I’m OK for right now but I don’t know how long I can stay alive because the amount of gas they blowup over here. All the dead body’s that are rotting and especially the rats that carry all that bacteria are making me sick down here in the trenches. It’s like a game down here we go over there and attack then they come over here and attack back and forth back and forth and it goes on into the night. I can hardly sleep because of all the bombs they send over here and explode on top of the bomb shelter. It is so brutal down here just the other day some guy came over to our side I tried to drop a grenade on me but knifed and shot him before he could drop it so it fell on him and blew up it looked nasty. Every day I have at least a foot of mud on my legs and my boots are getting crusted with it. My legs are getting sore and it’s hard to walk or run so I just get up and start shooting from where I am but every other hour I have to put on a gas mask and climb to higher ground but all these new recruits keep pulling off their mask and set it down and it would roll down to were the gas has settled and they would go after it and inhale the gas and die. I love you all but I have to go now it’s morning and I have to go fight so I will write back as soon as I get a chance to.

love,
kale


Dear mother,

I’m here in the war. All the propaganda are lies. The war is fought in trenches which is my home until the end of the war. There is no glory. The war is like child's play. We run back and forth to each others trenches, killing people who are just like us, with our families waiting at home patiently for us to return. I have trench-foot and am surrounded by lice and rats. I even have to wear my helmet over my face to keep the rats from eating my eyes out. It breaks my heart not knowing that I might not make it home. I miss you a lot. Take care.

Sincerely,
Your Son
Jessica




Dear family,
I’m writing you from the trenches, and it is very scary! I can't even look my head out of the trench or I'll be shot. So I have to wait for the perfect time and we will charge the enemies.
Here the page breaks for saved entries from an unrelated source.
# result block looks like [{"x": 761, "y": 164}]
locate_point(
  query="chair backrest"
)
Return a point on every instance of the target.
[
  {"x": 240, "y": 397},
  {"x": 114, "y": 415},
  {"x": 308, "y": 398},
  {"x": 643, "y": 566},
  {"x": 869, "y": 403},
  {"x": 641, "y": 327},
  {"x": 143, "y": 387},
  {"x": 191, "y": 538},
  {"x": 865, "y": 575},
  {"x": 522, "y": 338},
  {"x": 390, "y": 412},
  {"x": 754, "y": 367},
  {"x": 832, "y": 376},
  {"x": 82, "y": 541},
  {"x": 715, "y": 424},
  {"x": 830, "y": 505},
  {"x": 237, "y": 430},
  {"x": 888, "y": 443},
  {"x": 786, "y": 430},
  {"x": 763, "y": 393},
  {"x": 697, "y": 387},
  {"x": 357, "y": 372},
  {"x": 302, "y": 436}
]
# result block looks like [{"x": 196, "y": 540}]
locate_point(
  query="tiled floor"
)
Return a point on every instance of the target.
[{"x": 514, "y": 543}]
I'm not having the greatest time down here in the trenches because I have to sleep to the sound of war and also sleep next to dead people! It is disgusting but I have to live with it for now. I miss you all so much and I cant wait to get home. The scariest thing is when you get to know someone and then they just get killed right in front of you, that is very real and bloody but I just have to go on with my life. I also have to give my all for my country and die for something and be a hero! well ill write you all later and say your prayers for me OK!!!! BYE I miss you guys!
Love,
JORDAN


Dearest family,
I have been fighting for six months now and I don't know how much more death I can bear. I don't feel any pride in fighting or dying for my country. All day long all I see is people dying and I think I am next? Will I be alive tomorrow? I see people jump up out of the trenches alive and then two seconds later fall back down dead. Two weeks ago while sitting in the trenches someone started yelling GAS! GAS! In that instant I feared for my life. I grabbed a gas mask, hoping that I would get it on in time, so that I would live to see another day. There aren't enough gas masks for everyone so I had to watch my friend suffocate from the gas. I can't believe I am here and I wake up every morning wondering if I will wake up tomorrow. Pray that the war is over soon and I am able to return home alive.

Kellie



Dear Mother and Father,
I hope this letter gets to you on time that I wanted it to be. Things aren't going to well. Many Germans are getting injured and killed, and are offices are really busy with patients and dead bodies. I've been here for about two weeks and I don't really like it. I want to fight for liberty and freedom. A soldier came in the other day and was telling me about how bad it was out there. I had to give him medicine because he got hit with phosgene gas that was being thrown around towards everyone. His skin was bumpy and peely and I got really sick. Well my break is almost over so I have to go and tend to all the soldiers in need. I love you and thanks for everything you have given me.